Qingdao Women and Children's Hospital, Qingdao University, 266034, Qingdao, China.
Institute Oceanology, Chinese Academy of Sciences, 266071, Qingdao, China.
BMC Pediatr. 2021 Jun 16;21(1):280. doi: 10.1186/s12887-021-02744-7.
Using random forest to predict arrhythmia after intervention in children with atrial septal defect.
We constructed a prediction model of complications after interventional closure for children with atrial septal defect. The model was based on random forest, and it solved the need for postoperative arrhythmia risk prediction and assisted clinicians and patients' families to make preoperative decisions.
Available risk prediction models provided patients with specific risk factor assessments, we used Synthetic Minority Oversampling Technique algorithm and random forest machine learning to propose a prediction model, and got a prediction accuracy of 94.65 % and an Area Under Curve value of 0.8956.

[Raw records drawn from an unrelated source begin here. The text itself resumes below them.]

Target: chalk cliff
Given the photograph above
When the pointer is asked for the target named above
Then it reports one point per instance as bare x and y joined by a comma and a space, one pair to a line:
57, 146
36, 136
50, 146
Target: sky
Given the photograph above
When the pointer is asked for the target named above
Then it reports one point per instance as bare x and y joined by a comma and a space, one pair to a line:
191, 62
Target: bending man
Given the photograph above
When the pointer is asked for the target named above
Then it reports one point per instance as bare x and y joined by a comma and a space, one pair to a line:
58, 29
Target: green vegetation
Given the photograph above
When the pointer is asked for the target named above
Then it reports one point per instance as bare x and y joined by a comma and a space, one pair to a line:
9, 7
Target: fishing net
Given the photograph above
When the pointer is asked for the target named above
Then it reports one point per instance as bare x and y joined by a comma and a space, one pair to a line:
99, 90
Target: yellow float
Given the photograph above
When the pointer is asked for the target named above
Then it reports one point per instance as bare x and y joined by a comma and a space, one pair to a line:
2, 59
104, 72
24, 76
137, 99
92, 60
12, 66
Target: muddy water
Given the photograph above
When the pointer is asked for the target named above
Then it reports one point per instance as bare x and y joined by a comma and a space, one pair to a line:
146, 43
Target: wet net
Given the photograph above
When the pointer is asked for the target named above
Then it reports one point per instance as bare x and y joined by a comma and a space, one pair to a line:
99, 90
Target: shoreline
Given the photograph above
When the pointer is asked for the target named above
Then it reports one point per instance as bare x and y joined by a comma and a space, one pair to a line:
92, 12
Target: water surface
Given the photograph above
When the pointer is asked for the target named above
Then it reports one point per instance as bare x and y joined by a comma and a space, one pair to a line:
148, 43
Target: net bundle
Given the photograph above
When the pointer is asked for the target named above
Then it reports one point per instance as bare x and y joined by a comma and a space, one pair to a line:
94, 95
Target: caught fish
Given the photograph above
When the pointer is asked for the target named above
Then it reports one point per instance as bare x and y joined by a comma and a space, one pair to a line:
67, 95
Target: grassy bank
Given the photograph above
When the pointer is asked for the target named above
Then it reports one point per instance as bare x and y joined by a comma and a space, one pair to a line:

Our study was based on the model constructed by random forest, which can effectively predict the complications of arrhythmia after interventional closure in children with atrial septal defect.
使用随机森林预测房间隔缺损介入治疗后心律失常。
我们构建了房间隔缺损介入封堵术后并发症的预测模型。该模型基于随机森林,解决了术后心律失常风险预测的需要,辅助临床医生和患者家属做出术前决策。
现有的风险预测模型为患者提供了特定的风险因素评估,我们使用合成少数过采样技术算法和随机森林机器学习提出了一个预测模型,得到了 94.65%的预测准确率和 0.8956 的曲线下面积值。
我们的研究基于随机森林构建的模型,可以有效预测房间隔缺损介入封堵术后心律失常并发症。